A metáfora do caminhar se transforma num método, sair de casa, flanar, pensar. Filósofos, como Immanuel Kant ou Nietzsche, músicos como David Byrne, fotógrafos como meu amigo Mauricio e tanta gente que precisa de concentração encontraram no caminhar uma maneira de relaxar, pensar (ou não pensar), inspirar-se e ganhar força para tocar a vida. Estar só na multidão, como o poeta francês Baudelaire, é um poderoso meio de se sentir vivo.

 

O novo ou o desconhecido. Escolher o caminho

 

Tenho amigos com quem caminho às vezes. Cada um é de um jeito.

 

Tem aquele que decide um roteiro e não abre mão de chegar até lá. Se vamos ao Masp, ao Masp chegaremos.

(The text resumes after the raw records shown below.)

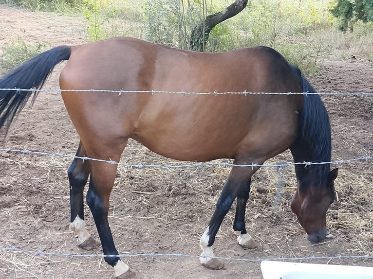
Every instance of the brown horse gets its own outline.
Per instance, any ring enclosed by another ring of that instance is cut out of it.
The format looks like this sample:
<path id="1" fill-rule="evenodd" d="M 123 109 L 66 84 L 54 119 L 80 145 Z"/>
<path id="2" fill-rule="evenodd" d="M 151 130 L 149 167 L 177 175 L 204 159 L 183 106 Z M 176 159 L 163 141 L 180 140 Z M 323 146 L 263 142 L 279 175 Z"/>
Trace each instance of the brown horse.
<path id="1" fill-rule="evenodd" d="M 0 79 L 0 87 L 39 88 L 54 67 L 68 60 L 60 76 L 65 105 L 80 138 L 76 155 L 119 161 L 131 138 L 177 160 L 234 159 L 237 165 L 262 164 L 290 149 L 295 162 L 329 161 L 328 114 L 317 94 L 182 95 L 76 92 L 71 89 L 184 92 L 315 92 L 297 67 L 266 47 L 224 53 L 179 50 L 119 37 L 76 47 L 61 46 L 25 62 Z M 7 129 L 31 91 L 0 91 L 0 127 Z M 78 245 L 93 240 L 84 227 L 83 188 L 91 174 L 87 202 L 104 253 L 117 255 L 108 222 L 117 165 L 75 159 L 68 170 L 70 228 Z M 258 167 L 233 167 L 200 245 L 201 263 L 219 269 L 212 244 L 235 199 L 233 227 L 240 245 L 255 246 L 244 215 L 251 177 Z M 298 165 L 298 189 L 292 209 L 313 243 L 326 235 L 326 214 L 334 197 L 336 169 L 329 164 Z M 136 276 L 118 257 L 106 257 L 118 278 Z"/>

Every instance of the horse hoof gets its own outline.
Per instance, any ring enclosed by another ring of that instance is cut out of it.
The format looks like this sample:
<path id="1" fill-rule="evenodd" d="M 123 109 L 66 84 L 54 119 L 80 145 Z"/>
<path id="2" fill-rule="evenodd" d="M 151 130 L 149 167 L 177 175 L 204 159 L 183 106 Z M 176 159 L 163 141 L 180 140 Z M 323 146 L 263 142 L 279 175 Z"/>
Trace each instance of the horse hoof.
<path id="1" fill-rule="evenodd" d="M 211 259 L 208 262 L 202 263 L 202 265 L 208 269 L 218 270 L 224 267 L 223 261 L 219 259 Z"/>
<path id="2" fill-rule="evenodd" d="M 258 248 L 258 244 L 252 239 L 244 244 L 240 244 L 239 243 L 238 244 L 243 249 L 255 249 L 256 248 Z"/>
<path id="3" fill-rule="evenodd" d="M 131 269 L 129 269 L 119 276 L 116 276 L 115 278 L 116 279 L 140 279 L 140 277 L 137 276 Z"/>
<path id="4" fill-rule="evenodd" d="M 80 244 L 78 244 L 78 247 L 84 250 L 93 250 L 98 247 L 100 247 L 100 244 L 92 236 Z"/>

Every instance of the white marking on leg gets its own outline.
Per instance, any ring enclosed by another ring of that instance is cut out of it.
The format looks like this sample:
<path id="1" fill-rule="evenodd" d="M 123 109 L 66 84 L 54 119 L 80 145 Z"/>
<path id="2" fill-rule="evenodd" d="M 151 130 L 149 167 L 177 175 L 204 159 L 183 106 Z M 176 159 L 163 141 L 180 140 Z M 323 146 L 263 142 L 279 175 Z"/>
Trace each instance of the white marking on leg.
<path id="1" fill-rule="evenodd" d="M 210 237 L 207 234 L 208 233 L 208 228 L 206 229 L 205 232 L 201 237 L 200 240 L 200 247 L 202 249 L 202 254 L 201 254 L 200 261 L 201 263 L 206 263 L 211 259 L 212 257 L 215 257 L 214 251 L 212 247 L 208 247 L 208 241 L 210 240 Z"/>
<path id="2" fill-rule="evenodd" d="M 240 245 L 245 245 L 253 239 L 248 233 L 242 234 L 239 230 L 236 230 L 234 232 L 237 235 L 237 241 Z"/>
<path id="3" fill-rule="evenodd" d="M 85 228 L 84 220 L 77 216 L 73 223 L 70 223 L 70 230 L 78 236 L 78 245 L 84 243 L 91 237 Z"/>
<path id="4" fill-rule="evenodd" d="M 114 276 L 115 277 L 118 277 L 128 271 L 130 267 L 120 260 L 114 266 Z"/>

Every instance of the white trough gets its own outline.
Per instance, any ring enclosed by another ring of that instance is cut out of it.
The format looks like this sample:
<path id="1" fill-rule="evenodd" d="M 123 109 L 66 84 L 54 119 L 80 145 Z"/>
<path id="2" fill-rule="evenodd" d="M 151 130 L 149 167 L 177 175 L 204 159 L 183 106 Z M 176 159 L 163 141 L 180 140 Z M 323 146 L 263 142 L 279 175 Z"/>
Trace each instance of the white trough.
<path id="1" fill-rule="evenodd" d="M 373 267 L 263 261 L 263 279 L 373 279 Z"/>

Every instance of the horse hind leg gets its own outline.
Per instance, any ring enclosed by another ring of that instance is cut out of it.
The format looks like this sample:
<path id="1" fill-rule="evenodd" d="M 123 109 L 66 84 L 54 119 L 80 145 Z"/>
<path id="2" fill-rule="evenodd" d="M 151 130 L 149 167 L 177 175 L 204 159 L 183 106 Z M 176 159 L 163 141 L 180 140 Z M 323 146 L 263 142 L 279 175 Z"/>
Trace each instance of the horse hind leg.
<path id="1" fill-rule="evenodd" d="M 81 141 L 79 143 L 76 156 L 85 156 L 85 150 Z M 86 250 L 96 248 L 100 244 L 88 233 L 84 222 L 83 191 L 90 172 L 88 160 L 75 158 L 67 174 L 70 191 L 70 230 L 77 236 L 78 247 Z"/>
<path id="2" fill-rule="evenodd" d="M 250 195 L 251 178 L 244 184 L 237 192 L 237 205 L 236 208 L 236 216 L 233 224 L 233 229 L 237 235 L 239 245 L 244 249 L 254 249 L 258 247 L 258 244 L 246 230 L 245 226 L 245 212 L 246 205 Z"/>

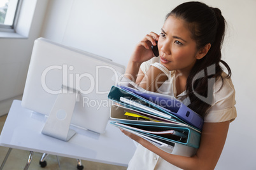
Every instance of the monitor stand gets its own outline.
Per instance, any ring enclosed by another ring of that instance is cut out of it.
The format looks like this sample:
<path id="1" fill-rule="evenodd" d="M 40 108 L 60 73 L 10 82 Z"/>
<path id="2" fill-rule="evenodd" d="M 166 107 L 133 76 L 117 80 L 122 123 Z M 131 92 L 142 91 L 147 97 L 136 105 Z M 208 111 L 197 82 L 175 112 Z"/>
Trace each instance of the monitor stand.
<path id="1" fill-rule="evenodd" d="M 76 132 L 69 129 L 78 91 L 62 86 L 58 95 L 42 133 L 68 141 Z"/>

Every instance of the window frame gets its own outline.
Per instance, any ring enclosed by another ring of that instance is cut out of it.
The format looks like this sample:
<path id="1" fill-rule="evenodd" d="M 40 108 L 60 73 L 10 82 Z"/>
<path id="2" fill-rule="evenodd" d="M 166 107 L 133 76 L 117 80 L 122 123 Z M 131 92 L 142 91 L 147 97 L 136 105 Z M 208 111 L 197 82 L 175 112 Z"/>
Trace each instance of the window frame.
<path id="1" fill-rule="evenodd" d="M 4 25 L 0 23 L 0 32 L 15 32 L 16 27 L 18 23 L 18 16 L 20 15 L 21 4 L 22 3 L 22 0 L 17 0 L 17 4 L 16 6 L 16 10 L 14 15 L 13 21 L 11 25 Z"/>

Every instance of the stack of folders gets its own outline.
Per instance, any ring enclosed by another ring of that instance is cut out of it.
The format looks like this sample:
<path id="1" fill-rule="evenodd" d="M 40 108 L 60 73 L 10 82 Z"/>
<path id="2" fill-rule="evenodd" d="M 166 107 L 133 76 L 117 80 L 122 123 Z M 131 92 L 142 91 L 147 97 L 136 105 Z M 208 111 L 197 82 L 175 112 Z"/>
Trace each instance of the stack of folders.
<path id="1" fill-rule="evenodd" d="M 203 119 L 169 96 L 122 85 L 111 88 L 110 124 L 173 154 L 190 157 L 199 146 Z M 175 152 L 175 153 L 174 153 Z"/>

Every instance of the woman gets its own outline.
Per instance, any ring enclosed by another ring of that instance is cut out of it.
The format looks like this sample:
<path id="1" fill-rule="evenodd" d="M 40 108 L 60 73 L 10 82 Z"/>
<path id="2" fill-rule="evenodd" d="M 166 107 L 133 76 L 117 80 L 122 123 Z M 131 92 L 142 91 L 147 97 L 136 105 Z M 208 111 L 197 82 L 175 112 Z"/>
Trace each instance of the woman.
<path id="1" fill-rule="evenodd" d="M 214 169 L 229 123 L 236 117 L 231 69 L 221 60 L 225 23 L 220 10 L 185 3 L 167 15 L 160 35 L 150 32 L 136 46 L 126 77 L 147 90 L 180 100 L 204 122 L 199 148 L 191 157 L 168 154 L 121 130 L 139 143 L 128 169 Z M 158 57 L 150 49 L 156 41 Z"/>

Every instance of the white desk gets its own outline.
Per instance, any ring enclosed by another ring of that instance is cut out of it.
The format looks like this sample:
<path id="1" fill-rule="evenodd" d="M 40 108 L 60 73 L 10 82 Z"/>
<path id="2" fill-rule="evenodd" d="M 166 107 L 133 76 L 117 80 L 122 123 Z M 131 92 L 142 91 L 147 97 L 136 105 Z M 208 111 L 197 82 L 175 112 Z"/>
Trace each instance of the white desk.
<path id="1" fill-rule="evenodd" d="M 108 124 L 99 134 L 71 127 L 77 133 L 68 142 L 41 133 L 46 118 L 15 100 L 0 136 L 0 145 L 55 155 L 127 166 L 136 147 L 118 128 Z"/>

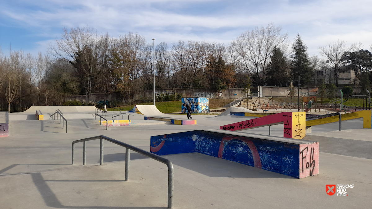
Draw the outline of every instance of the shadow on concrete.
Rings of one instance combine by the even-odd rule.
[[[13,164],[13,165],[9,165],[9,166],[8,166],[7,167],[5,168],[3,168],[2,169],[0,170],[0,174],[1,174],[3,173],[4,172],[5,172],[5,171],[8,171],[8,170],[10,170],[12,168],[13,168],[15,167],[16,166],[17,166],[17,165],[71,165],[71,164]]]
[[[104,130],[106,130],[106,127],[105,126],[103,126],[103,125],[100,124],[98,123],[87,123],[85,121],[85,120],[87,120],[87,119],[81,119],[81,121],[83,121],[83,123],[84,123],[84,125],[85,125],[85,127],[87,127],[87,128],[90,128],[90,129],[100,129],[100,130],[104,130]],[[88,119],[87,120],[90,120],[91,121],[96,121],[96,120],[92,120],[92,119]],[[94,127],[100,127],[100,128],[90,128],[90,127],[89,127],[89,126],[88,126],[88,124],[90,124],[90,125],[94,125],[94,126],[94,126]]]
[[[210,177],[293,179],[294,177],[199,153],[162,155],[175,165]]]
[[[47,122],[46,121],[44,121],[44,120],[41,120],[41,129],[40,129],[40,131],[42,131],[42,132],[49,132],[50,133],[61,133],[61,133],[65,133],[65,129],[66,128],[66,126],[65,126],[66,124],[64,124],[64,127],[63,127],[63,128],[62,128],[62,123],[61,123],[61,124],[60,125],[59,122],[58,123],[54,123],[54,122]],[[46,125],[45,125],[45,124],[44,123],[49,123],[49,124],[58,124],[58,126],[60,126],[60,127],[57,127],[57,126],[46,126]],[[59,132],[57,132],[56,131],[52,131],[51,130],[50,130],[50,129],[53,129],[53,130],[54,130],[54,129],[55,129],[56,131],[58,131],[58,130],[61,130],[61,129],[62,129],[62,131],[59,131]],[[46,131],[45,129],[46,129],[48,131]],[[63,131],[64,131],[64,132]]]
[[[129,209],[132,208],[134,209],[166,209],[166,207],[119,207],[119,206],[68,206],[63,205],[61,204],[61,202],[58,200],[57,196],[52,191],[50,187],[46,184],[47,181],[58,181],[58,180],[48,180],[45,181],[43,178],[41,174],[40,173],[36,173],[31,174],[31,176],[32,179],[32,181],[34,184],[36,186],[38,190],[41,195],[45,204],[48,207],[56,208],[76,208],[76,209]]]
[[[26,120],[37,120],[37,118],[36,118],[36,115],[35,114],[33,115],[28,115],[27,118],[26,118]]]

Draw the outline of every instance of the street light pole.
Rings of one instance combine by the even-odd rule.
[[[155,105],[155,39],[153,39],[153,73],[154,73],[154,95],[153,97],[154,97],[154,105]]]
[[[297,91],[297,95],[298,96],[298,103],[297,103],[297,112],[300,112],[300,86],[301,86],[301,84],[300,83],[300,76],[298,76],[298,90]]]

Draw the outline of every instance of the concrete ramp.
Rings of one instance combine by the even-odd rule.
[[[65,106],[56,105],[55,106],[43,106],[33,105],[27,110],[22,113],[27,114],[35,114],[36,110],[40,110],[44,114],[53,113],[56,110],[59,109],[62,113],[65,112],[94,112],[96,109],[95,106]]]
[[[167,116],[169,115],[159,111],[156,106],[154,104],[136,104],[132,109],[133,110],[140,112],[142,115],[147,116]]]

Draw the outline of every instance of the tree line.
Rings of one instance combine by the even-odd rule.
[[[299,34],[291,47],[288,33],[272,23],[243,33],[228,46],[180,40],[153,46],[135,33],[115,38],[88,27],[65,28],[46,54],[0,51],[0,108],[58,104],[67,95],[86,92],[117,92],[130,100],[152,90],[154,71],[156,89],[219,91],[244,88],[247,82],[295,84],[298,75],[302,85],[314,85],[316,70],[322,68],[332,71],[338,86],[338,76],[346,66],[355,72],[355,85],[368,88],[372,56],[361,48],[337,40],[320,47],[320,56],[309,57]]]

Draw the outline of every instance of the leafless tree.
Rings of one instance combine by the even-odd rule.
[[[10,104],[15,101],[19,93],[19,83],[17,79],[17,68],[19,62],[17,53],[11,51],[9,58],[5,58],[5,99],[8,103],[8,111],[10,112]]]
[[[32,93],[32,75],[33,72],[35,70],[35,60],[33,57],[29,53],[27,54],[26,55],[26,60],[25,61],[26,68],[28,69],[28,76],[29,77],[30,82],[30,95],[29,99],[29,104],[31,105],[31,95]]]
[[[43,81],[43,78],[46,70],[48,65],[48,58],[46,55],[43,56],[41,52],[39,52],[38,57],[36,58],[35,74],[35,77],[39,85],[38,93],[38,105],[39,105],[40,101],[40,93],[41,91],[41,83]]]
[[[256,27],[244,32],[232,41],[241,65],[259,85],[264,84],[263,75],[274,46],[283,51],[288,47],[288,33],[282,35],[281,32],[281,26],[275,27],[271,23],[266,27]]]
[[[343,66],[341,58],[347,51],[346,43],[343,40],[337,40],[330,43],[328,46],[319,47],[320,54],[327,60],[326,66],[333,72],[333,78],[335,80],[336,86],[339,86],[339,77],[342,73],[340,70]]]
[[[56,39],[55,45],[49,44],[48,48],[51,54],[77,69],[79,75],[86,79],[85,87],[90,92],[97,58],[97,31],[88,26],[73,28],[70,30],[65,28],[61,38]]]

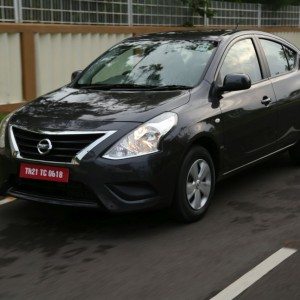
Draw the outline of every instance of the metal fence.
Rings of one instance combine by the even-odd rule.
[[[181,0],[0,0],[0,22],[99,25],[300,26],[300,6],[212,1],[210,19]]]

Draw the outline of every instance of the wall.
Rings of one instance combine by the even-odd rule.
[[[259,29],[277,34],[300,48],[299,28]],[[0,112],[11,111],[21,101],[68,83],[73,71],[83,69],[127,37],[172,30],[190,28],[0,24]]]
[[[70,82],[73,71],[82,70],[111,46],[130,34],[35,34],[37,95]]]
[[[22,98],[20,34],[0,33],[0,103]]]

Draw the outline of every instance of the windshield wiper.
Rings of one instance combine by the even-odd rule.
[[[152,88],[152,90],[155,90],[155,91],[164,91],[164,90],[190,90],[192,88],[193,88],[192,86],[187,86],[187,85],[171,84],[171,85],[156,86],[156,87]]]
[[[153,89],[156,86],[153,85],[141,85],[133,83],[103,83],[103,84],[90,84],[90,85],[78,85],[78,88],[90,89],[90,90],[111,90],[111,89]]]

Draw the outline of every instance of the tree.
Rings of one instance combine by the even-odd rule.
[[[212,18],[214,11],[211,7],[211,0],[181,0],[183,4],[190,7],[193,14]],[[272,10],[278,10],[287,5],[300,5],[300,0],[229,0],[229,2],[239,3],[260,3]]]

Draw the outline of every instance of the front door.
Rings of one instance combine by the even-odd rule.
[[[235,42],[222,62],[218,81],[227,74],[251,78],[249,90],[227,92],[220,101],[224,128],[225,172],[230,172],[272,152],[277,139],[276,97],[264,78],[252,38]]]

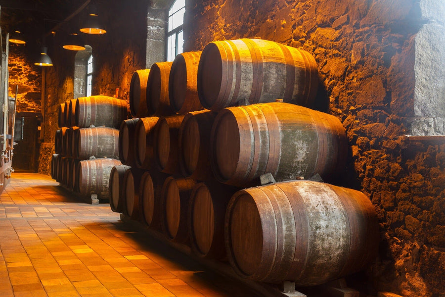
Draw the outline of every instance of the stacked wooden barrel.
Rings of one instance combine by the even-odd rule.
[[[258,39],[138,70],[112,209],[255,281],[312,286],[362,269],[378,242],[369,199],[308,180],[333,180],[348,151],[340,121],[308,108],[317,82],[311,54]]]
[[[119,160],[119,127],[127,118],[125,101],[103,96],[60,104],[51,176],[85,196],[108,199],[111,169]]]

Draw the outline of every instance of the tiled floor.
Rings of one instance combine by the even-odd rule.
[[[0,196],[0,296],[253,296],[50,177],[13,173]]]

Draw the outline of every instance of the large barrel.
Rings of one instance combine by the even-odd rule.
[[[66,127],[65,122],[65,103],[61,103],[57,107],[57,124],[59,128]]]
[[[141,118],[136,124],[134,133],[134,153],[136,165],[149,169],[154,163],[153,147],[155,127],[159,118],[156,116]]]
[[[221,182],[251,185],[270,172],[277,181],[332,180],[343,170],[345,129],[335,117],[286,103],[226,108],[212,128],[210,162]]]
[[[122,164],[134,167],[136,165],[135,159],[135,138],[136,124],[139,119],[125,120],[121,123],[119,128],[118,148],[119,159]]]
[[[70,100],[70,104],[68,105],[68,114],[67,117],[69,119],[69,122],[71,126],[75,126],[76,122],[76,105],[78,99],[73,99]]]
[[[166,116],[175,113],[169,99],[169,76],[172,62],[155,63],[147,82],[147,109],[149,115]]]
[[[111,168],[110,173],[110,207],[115,212],[124,213],[125,211],[125,194],[124,193],[124,175],[131,168],[129,166],[118,165]]]
[[[198,256],[225,257],[224,217],[229,200],[238,190],[215,180],[195,186],[189,202],[188,233],[192,250]]]
[[[56,179],[57,176],[57,163],[59,161],[59,156],[57,153],[52,154],[51,157],[51,178]]]
[[[379,243],[374,207],[364,194],[309,181],[237,192],[227,207],[225,236],[239,275],[304,286],[362,269]]]
[[[179,130],[179,163],[184,176],[206,180],[213,176],[209,140],[216,113],[195,111],[184,117]]]
[[[144,172],[142,169],[132,168],[124,174],[122,184],[126,206],[124,211],[125,214],[133,220],[138,220],[141,216],[139,188],[141,178]]]
[[[199,99],[215,111],[244,105],[245,100],[253,104],[277,99],[311,106],[318,81],[312,54],[261,39],[211,42],[204,48],[198,68]]]
[[[178,136],[183,115],[161,118],[154,131],[155,161],[163,172],[175,174],[179,171]]]
[[[78,127],[72,126],[66,131],[66,155],[75,157],[74,156],[74,147],[76,131],[79,129]]]
[[[69,115],[69,108],[71,104],[71,100],[67,100],[65,101],[65,105],[63,107],[63,116],[64,117],[65,125],[66,127],[71,126],[71,117]]]
[[[141,218],[150,228],[161,229],[161,193],[162,186],[169,175],[162,172],[145,172],[139,187]]]
[[[190,195],[195,184],[189,178],[165,180],[161,193],[162,230],[169,240],[186,243],[189,240],[187,212]]]
[[[80,128],[93,125],[119,129],[127,112],[125,100],[102,95],[80,97],[76,100],[75,124]]]
[[[133,72],[130,82],[130,108],[132,115],[140,118],[147,115],[147,81],[150,69]]]
[[[71,167],[71,183],[73,185],[73,191],[76,193],[80,193],[79,188],[79,176],[77,173],[79,172],[79,167],[80,166],[81,160],[74,159],[74,164]]]
[[[74,131],[74,155],[87,159],[107,157],[119,159],[119,130],[108,127],[82,128]]]
[[[108,158],[80,161],[77,175],[79,188],[83,195],[97,194],[99,199],[109,199],[110,173],[120,161]]]
[[[201,51],[183,52],[176,56],[169,78],[169,98],[174,111],[185,114],[203,109],[198,97],[196,78]]]

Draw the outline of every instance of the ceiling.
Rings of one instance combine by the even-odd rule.
[[[62,30],[63,22],[81,12],[90,0],[0,0],[3,43],[7,33],[18,30],[23,34],[27,50],[34,50],[41,46],[44,36]]]

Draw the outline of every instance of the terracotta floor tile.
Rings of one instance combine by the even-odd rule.
[[[45,175],[14,173],[0,219],[1,297],[254,296]]]

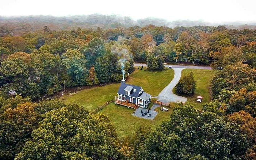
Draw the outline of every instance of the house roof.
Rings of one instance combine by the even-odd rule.
[[[139,93],[140,93],[141,89],[141,87],[139,86],[129,84],[127,83],[121,83],[120,86],[119,87],[117,94],[125,95],[125,90],[129,91],[131,91],[129,95],[130,97],[132,97],[136,98],[139,97],[140,98],[145,100],[149,99],[151,96],[151,95],[145,92],[142,92],[142,93],[139,95]],[[135,91],[135,92],[134,92]]]
[[[146,93],[145,92],[143,92],[142,93],[142,94],[140,95],[139,96],[139,97],[143,99],[143,100],[145,100],[149,99],[149,98],[151,97],[151,95],[149,94],[148,93]]]
[[[125,95],[125,90],[126,90],[126,89],[127,87],[128,87],[128,88],[132,87],[132,89],[130,91],[131,92],[130,92],[129,96],[136,98],[138,97],[139,96],[139,93],[140,92],[140,91],[141,87],[129,84],[127,83],[121,83],[120,86],[119,87],[119,89],[118,90],[118,91],[117,91],[117,94],[121,94],[122,95]],[[135,89],[136,89],[136,91],[134,92],[133,91],[135,90]],[[127,91],[127,90],[126,90]]]
[[[125,87],[125,91],[131,91],[131,90],[133,89],[133,87],[132,86],[131,86],[130,85],[127,85],[126,86],[126,87]]]

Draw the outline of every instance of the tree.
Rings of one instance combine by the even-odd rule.
[[[86,58],[87,61],[86,67],[89,68],[94,65],[97,58],[102,56],[104,53],[102,39],[93,37],[88,43],[80,47],[79,50]]]
[[[179,58],[179,54],[182,54],[181,51],[182,49],[182,44],[181,43],[176,43],[174,46],[174,50],[176,53],[176,62]]]
[[[232,122],[219,118],[205,124],[200,130],[198,142],[202,155],[211,159],[239,158],[245,154],[248,144],[247,137]]]
[[[7,94],[9,91],[15,91],[22,96],[32,99],[40,95],[40,88],[35,81],[37,66],[32,61],[31,55],[18,52],[9,55],[1,63],[0,74],[3,76],[4,83],[0,89]]]
[[[78,50],[68,49],[61,55],[61,61],[67,74],[72,80],[73,86],[85,84],[86,60]]]
[[[152,53],[154,47],[156,46],[156,43],[151,34],[144,34],[141,37],[141,40],[143,47],[148,54],[147,59],[148,59],[150,54]]]
[[[190,72],[189,75],[185,75],[176,85],[176,92],[183,94],[193,93],[196,89],[196,83],[193,73]]]
[[[0,158],[13,159],[30,139],[33,129],[37,127],[38,113],[35,105],[26,102],[9,108],[0,116]]]
[[[44,32],[47,32],[50,33],[50,29],[46,26],[44,26],[44,27],[43,27],[43,30]]]
[[[94,67],[91,67],[89,69],[89,73],[88,78],[86,79],[87,84],[91,85],[93,84],[99,84],[100,82],[99,81],[98,78],[97,78],[97,75],[95,73]]]

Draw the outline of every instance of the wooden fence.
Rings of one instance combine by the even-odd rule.
[[[106,103],[104,103],[103,105],[102,105],[100,106],[99,106],[96,108],[96,109],[93,111],[92,112],[91,112],[91,114],[94,114],[96,113],[99,112],[99,111],[101,110],[103,108],[106,107],[107,105],[109,104],[110,103],[111,103],[111,102],[113,102],[115,101],[114,99],[111,99],[111,100],[110,100],[108,101],[107,101],[106,102]]]

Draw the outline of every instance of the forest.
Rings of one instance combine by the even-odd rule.
[[[20,23],[0,27],[0,159],[256,159],[256,30],[56,30],[29,22],[18,33]],[[124,139],[106,116],[57,99],[35,102],[68,87],[120,82],[135,62],[152,70],[167,62],[210,65],[211,101],[203,112],[177,104],[156,129],[142,126]]]

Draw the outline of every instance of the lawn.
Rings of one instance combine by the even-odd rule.
[[[136,69],[127,78],[126,83],[142,87],[152,96],[157,96],[173,78],[174,71],[166,69],[163,71],[145,71]],[[63,96],[65,103],[76,103],[91,112],[106,101],[114,99],[120,83],[93,87],[78,91],[77,93]]]
[[[191,71],[193,73],[195,80],[196,81],[196,89],[195,93],[191,95],[177,94],[187,97],[188,98],[187,102],[192,104],[197,109],[201,109],[204,103],[210,101],[210,95],[209,87],[211,81],[214,75],[214,71],[208,69],[185,69],[182,71],[181,79],[184,75],[189,74]],[[175,89],[173,91],[174,93],[177,94]],[[203,97],[203,100],[201,103],[196,102],[196,97],[199,96]]]
[[[98,113],[101,113],[110,117],[111,122],[116,129],[119,138],[123,139],[134,133],[136,129],[139,126],[151,126],[153,129],[163,121],[170,119],[172,110],[167,112],[160,110],[161,107],[156,109],[158,112],[153,120],[139,118],[132,115],[134,109],[111,103],[104,108]]]

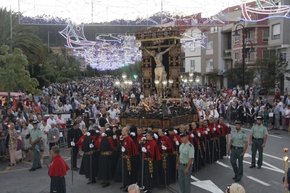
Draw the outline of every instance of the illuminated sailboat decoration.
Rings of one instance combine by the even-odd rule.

Já outro é o oposto; para ele, o objetivo é apenas uma abstração. Combinamos de ir ao Jardim da Luz mas se tiver uma feira no caminho, é a feira que importa, o pastel, a barraca do homem conserta panelas. O objetivo do passeio vai mudando até que a gente descobre que o passeio vale por ele mesmo e que o Jardim da Luz vai continuar lá e um dia talvez combinemos de ir de novo. Ou não.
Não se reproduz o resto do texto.